CFTC charges North Carolina commodity pool operator with $14M fraud scheme involving crypto assets
Trevor Vernon and Argent Capital Management allegedly ran a Ponzi-like operation that lured at least 60 investors with fabricated performance reports
The Commodity Futures Trading Commission just filed a civil complaint against a North Carolina man and his firm, alleging they ran a nearly four-year fraud scheme that siphoned over $14 million from investors. The strategy supposedly involved trading equity index futures, options, and crypto assets. The reality, according to the CFTC, involved significant trading losses, fabricated reports, and paying old investors with new investors’ money.
Trevor L. Vernon and his company, Argent Capital Management LLC, are the defendants.

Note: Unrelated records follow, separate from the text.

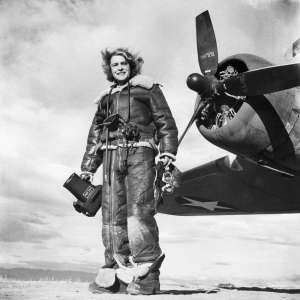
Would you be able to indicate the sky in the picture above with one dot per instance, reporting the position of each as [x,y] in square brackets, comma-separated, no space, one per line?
[50,75]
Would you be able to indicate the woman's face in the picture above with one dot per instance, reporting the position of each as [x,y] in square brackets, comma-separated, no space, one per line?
[120,69]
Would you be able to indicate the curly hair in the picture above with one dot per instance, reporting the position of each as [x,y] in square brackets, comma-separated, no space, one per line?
[135,62]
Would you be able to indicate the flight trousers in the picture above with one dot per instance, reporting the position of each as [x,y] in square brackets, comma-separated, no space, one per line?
[129,227]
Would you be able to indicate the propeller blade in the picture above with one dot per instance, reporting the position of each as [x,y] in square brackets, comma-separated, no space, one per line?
[263,81]
[196,111]
[206,44]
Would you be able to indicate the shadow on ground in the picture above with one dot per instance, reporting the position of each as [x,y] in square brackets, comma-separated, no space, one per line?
[188,292]
[259,289]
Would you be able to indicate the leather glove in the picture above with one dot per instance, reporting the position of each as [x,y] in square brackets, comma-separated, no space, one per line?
[88,176]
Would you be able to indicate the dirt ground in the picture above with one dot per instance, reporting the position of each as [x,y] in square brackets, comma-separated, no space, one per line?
[64,290]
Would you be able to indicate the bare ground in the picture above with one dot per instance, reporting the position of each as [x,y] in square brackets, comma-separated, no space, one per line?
[64,290]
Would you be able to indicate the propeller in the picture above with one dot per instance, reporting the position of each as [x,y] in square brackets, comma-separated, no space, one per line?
[208,62]
[250,83]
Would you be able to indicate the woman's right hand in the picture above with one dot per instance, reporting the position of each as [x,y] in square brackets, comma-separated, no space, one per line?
[87,176]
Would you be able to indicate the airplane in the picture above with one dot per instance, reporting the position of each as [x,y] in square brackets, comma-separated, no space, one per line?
[247,106]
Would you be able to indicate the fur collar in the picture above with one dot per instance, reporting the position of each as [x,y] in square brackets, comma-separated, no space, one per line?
[138,80]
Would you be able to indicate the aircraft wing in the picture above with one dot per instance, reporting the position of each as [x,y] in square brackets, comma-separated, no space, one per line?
[222,187]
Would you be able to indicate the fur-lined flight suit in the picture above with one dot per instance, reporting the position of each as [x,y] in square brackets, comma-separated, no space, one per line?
[128,205]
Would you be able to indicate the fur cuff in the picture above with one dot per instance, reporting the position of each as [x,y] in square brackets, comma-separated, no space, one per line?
[170,155]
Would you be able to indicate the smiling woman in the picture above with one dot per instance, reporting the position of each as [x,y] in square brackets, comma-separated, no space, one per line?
[132,124]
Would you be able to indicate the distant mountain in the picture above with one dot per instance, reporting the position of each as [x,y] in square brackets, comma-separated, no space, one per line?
[39,274]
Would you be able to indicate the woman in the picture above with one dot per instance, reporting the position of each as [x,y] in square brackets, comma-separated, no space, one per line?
[132,124]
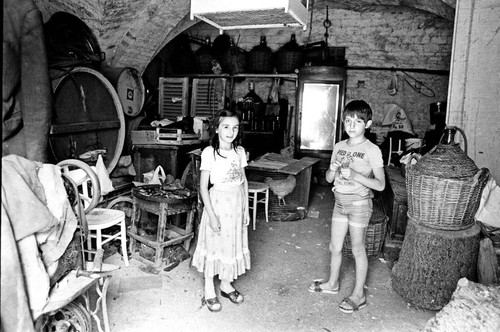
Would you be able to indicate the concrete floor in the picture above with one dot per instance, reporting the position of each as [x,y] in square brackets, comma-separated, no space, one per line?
[286,257]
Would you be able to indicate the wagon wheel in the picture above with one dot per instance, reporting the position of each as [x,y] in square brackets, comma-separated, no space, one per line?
[70,165]
[73,317]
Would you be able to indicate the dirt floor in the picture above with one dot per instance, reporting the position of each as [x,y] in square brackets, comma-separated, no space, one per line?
[286,257]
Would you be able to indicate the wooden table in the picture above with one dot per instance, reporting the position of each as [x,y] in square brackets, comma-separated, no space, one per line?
[163,208]
[278,167]
[395,201]
[173,158]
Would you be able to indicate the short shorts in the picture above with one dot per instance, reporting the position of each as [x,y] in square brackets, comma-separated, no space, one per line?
[352,209]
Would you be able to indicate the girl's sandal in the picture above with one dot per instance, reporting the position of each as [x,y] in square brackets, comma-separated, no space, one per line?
[233,296]
[315,287]
[212,304]
[348,306]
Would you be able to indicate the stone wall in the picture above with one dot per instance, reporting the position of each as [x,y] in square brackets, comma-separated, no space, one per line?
[399,39]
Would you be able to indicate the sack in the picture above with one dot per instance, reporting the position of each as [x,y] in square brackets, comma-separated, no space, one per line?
[155,177]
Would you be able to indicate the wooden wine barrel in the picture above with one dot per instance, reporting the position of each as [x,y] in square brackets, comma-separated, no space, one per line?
[87,116]
[129,86]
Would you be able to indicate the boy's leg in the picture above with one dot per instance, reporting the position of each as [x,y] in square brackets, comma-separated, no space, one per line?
[339,230]
[361,262]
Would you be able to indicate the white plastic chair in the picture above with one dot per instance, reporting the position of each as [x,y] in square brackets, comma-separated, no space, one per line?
[98,219]
[256,189]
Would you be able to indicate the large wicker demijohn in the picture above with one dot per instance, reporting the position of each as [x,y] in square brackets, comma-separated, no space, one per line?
[444,187]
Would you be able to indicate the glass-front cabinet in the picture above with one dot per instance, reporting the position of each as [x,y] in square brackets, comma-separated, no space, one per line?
[320,100]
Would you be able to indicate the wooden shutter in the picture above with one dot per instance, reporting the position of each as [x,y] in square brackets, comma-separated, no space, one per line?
[174,97]
[206,96]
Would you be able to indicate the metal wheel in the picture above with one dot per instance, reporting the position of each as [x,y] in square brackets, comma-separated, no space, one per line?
[71,318]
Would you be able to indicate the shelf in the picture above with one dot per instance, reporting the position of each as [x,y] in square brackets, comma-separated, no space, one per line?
[291,76]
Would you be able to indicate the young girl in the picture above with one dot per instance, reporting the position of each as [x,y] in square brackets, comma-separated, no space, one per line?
[222,247]
[357,168]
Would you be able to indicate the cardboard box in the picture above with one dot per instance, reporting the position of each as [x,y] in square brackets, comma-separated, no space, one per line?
[201,127]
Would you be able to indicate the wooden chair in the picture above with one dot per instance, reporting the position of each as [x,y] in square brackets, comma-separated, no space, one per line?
[98,219]
[256,189]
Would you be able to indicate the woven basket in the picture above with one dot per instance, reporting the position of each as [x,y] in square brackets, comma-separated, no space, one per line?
[204,59]
[444,187]
[375,233]
[288,61]
[260,60]
[234,60]
[445,204]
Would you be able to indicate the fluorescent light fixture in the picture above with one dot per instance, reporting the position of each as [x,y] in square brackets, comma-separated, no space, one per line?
[250,14]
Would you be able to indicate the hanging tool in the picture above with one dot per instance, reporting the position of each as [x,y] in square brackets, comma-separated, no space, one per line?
[327,23]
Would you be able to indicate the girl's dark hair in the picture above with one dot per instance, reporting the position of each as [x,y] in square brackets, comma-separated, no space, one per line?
[215,125]
[360,108]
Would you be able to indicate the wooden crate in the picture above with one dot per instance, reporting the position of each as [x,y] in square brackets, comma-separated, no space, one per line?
[163,136]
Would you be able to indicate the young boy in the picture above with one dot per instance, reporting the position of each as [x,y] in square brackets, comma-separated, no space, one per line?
[356,167]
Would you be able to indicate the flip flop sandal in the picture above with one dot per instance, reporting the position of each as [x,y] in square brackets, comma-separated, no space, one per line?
[233,296]
[348,306]
[316,288]
[211,303]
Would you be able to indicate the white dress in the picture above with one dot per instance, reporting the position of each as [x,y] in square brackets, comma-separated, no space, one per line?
[224,253]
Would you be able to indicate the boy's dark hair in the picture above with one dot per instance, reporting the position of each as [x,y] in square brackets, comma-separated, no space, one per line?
[360,108]
[215,124]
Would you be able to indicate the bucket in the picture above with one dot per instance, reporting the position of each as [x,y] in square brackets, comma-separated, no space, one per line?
[87,116]
[129,86]
[437,113]
[413,143]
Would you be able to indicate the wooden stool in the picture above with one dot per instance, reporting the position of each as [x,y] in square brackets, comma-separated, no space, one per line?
[254,189]
[162,207]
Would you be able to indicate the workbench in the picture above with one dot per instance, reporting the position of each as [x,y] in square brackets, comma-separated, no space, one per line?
[278,167]
[173,158]
[167,234]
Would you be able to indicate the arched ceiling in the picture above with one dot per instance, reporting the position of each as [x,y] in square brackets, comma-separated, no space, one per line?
[132,32]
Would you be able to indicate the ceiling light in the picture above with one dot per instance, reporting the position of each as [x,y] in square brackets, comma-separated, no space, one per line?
[250,14]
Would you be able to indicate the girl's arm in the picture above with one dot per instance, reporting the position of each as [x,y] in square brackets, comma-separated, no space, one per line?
[205,196]
[246,220]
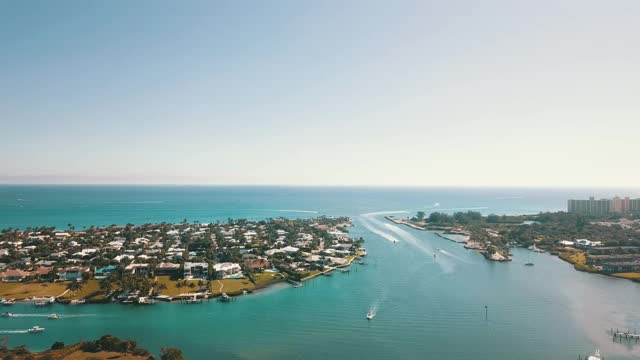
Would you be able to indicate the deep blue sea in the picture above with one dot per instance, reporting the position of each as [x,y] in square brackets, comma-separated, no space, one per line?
[428,308]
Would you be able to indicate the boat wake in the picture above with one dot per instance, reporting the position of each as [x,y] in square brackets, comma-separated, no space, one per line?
[374,225]
[378,227]
[469,208]
[14,331]
[298,211]
[379,232]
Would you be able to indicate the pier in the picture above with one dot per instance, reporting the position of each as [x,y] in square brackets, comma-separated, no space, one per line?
[630,336]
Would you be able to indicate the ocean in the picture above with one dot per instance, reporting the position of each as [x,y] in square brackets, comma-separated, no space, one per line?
[427,307]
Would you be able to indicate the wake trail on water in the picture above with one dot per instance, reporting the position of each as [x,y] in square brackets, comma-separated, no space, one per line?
[61,315]
[446,253]
[379,232]
[14,331]
[375,225]
[468,208]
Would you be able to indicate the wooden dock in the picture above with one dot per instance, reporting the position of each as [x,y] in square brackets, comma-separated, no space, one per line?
[631,336]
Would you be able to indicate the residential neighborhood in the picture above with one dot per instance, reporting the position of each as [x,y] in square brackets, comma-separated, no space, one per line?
[172,261]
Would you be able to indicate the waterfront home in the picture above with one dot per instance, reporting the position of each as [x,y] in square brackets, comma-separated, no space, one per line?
[72,273]
[227,270]
[103,272]
[196,270]
[43,273]
[584,243]
[258,263]
[137,269]
[14,275]
[167,268]
[622,266]
[119,258]
[566,243]
[290,249]
[61,235]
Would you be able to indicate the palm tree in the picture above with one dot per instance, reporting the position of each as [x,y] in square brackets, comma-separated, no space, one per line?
[74,286]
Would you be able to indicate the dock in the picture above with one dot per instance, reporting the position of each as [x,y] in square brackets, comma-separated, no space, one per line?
[628,335]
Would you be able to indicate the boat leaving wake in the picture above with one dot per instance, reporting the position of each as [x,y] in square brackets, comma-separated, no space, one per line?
[14,331]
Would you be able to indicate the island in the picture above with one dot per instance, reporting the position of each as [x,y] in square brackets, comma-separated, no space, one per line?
[604,243]
[191,262]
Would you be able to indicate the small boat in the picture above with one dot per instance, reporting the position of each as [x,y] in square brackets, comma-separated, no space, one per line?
[194,300]
[595,356]
[529,263]
[35,329]
[146,301]
[371,314]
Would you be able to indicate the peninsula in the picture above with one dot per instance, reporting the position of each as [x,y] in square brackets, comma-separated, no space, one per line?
[185,261]
[107,347]
[605,243]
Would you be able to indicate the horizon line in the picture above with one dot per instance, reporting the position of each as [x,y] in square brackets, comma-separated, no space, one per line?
[518,186]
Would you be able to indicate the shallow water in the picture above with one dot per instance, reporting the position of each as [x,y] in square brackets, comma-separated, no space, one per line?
[427,307]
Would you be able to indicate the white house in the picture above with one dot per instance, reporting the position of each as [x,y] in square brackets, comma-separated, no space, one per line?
[227,270]
[196,270]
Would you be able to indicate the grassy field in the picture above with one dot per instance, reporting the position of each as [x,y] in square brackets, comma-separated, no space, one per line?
[90,291]
[631,276]
[172,288]
[266,278]
[231,286]
[28,290]
[577,257]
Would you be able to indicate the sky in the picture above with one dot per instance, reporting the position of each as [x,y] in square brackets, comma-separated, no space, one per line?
[396,93]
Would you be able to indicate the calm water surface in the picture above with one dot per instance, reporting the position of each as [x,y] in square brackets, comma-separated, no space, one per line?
[428,307]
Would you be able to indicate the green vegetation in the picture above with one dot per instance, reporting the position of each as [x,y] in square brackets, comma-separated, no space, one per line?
[107,347]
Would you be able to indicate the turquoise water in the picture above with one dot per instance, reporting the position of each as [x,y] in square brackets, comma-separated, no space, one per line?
[427,307]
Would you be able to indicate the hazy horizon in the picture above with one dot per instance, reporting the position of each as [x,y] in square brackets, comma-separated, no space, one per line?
[359,93]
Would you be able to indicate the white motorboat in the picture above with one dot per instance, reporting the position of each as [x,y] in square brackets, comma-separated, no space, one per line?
[35,329]
[371,314]
[595,356]
[194,300]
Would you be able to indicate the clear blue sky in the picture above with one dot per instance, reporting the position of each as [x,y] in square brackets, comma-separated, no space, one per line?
[490,92]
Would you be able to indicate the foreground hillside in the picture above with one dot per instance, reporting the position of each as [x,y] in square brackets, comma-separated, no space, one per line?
[107,347]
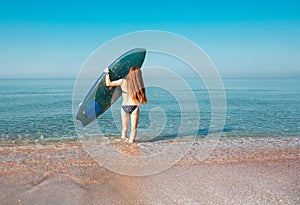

The complaint was filed in the US District Court for the Western District of North Carolina.
The alleged scheme
According to the CFTC’s complaint, Vernon and ACM operated as a commodity pool, collecting funds from at least 60 participants between March 2022 and February 2026. That’s nearly four years of allegedly telling investors their money was growing when it was actually shrinking.
Vernon allegedly made false claims about his trading success and distributed fabricated performance reports that painted a rosy picture of the pool’s profitability. The CFTC alleges the operation functioned as a Ponzi-like scheme, using funds from newer investors to pay returns to earlier participants.
The complaint also alleges that Vernon provided false testimony under oath during the CFTC’s investigation. The CFTC also claims Vernon failed to register as required under the Commodity Exchange Act, which governs who can operate commodity pools and solicit participants.
The CFTC is seeking restitution for defrauded investors, disgorgement of any ill-gotten profits, civil penalties, and permanent bans preventing Vernon from trading or managing futures positions.
What this means for investors
$14 million spread across 60-plus investors means the average individual exposure was somewhere around $230K per participant. These were likely individuals who trusted Vernon with a meaningful portion of their savings.
Fabricated performance reports are the hallmark of commodity pool fraud. If an operator can’t or won’t provide independently audited returns from a recognized third-party administrator, that’s a red flag.
The Commodity Exchange Act requires commodity pool operators to register with the CFTC and become members of the National Futures Association. Vernon allegedly didn’t do this. Checking an operator’s registration status is free and takes about 30 seconds on the NFA’s BASIC database. It’s the single easiest due diligence step an investor can take, and it would have flagged this operation immediately.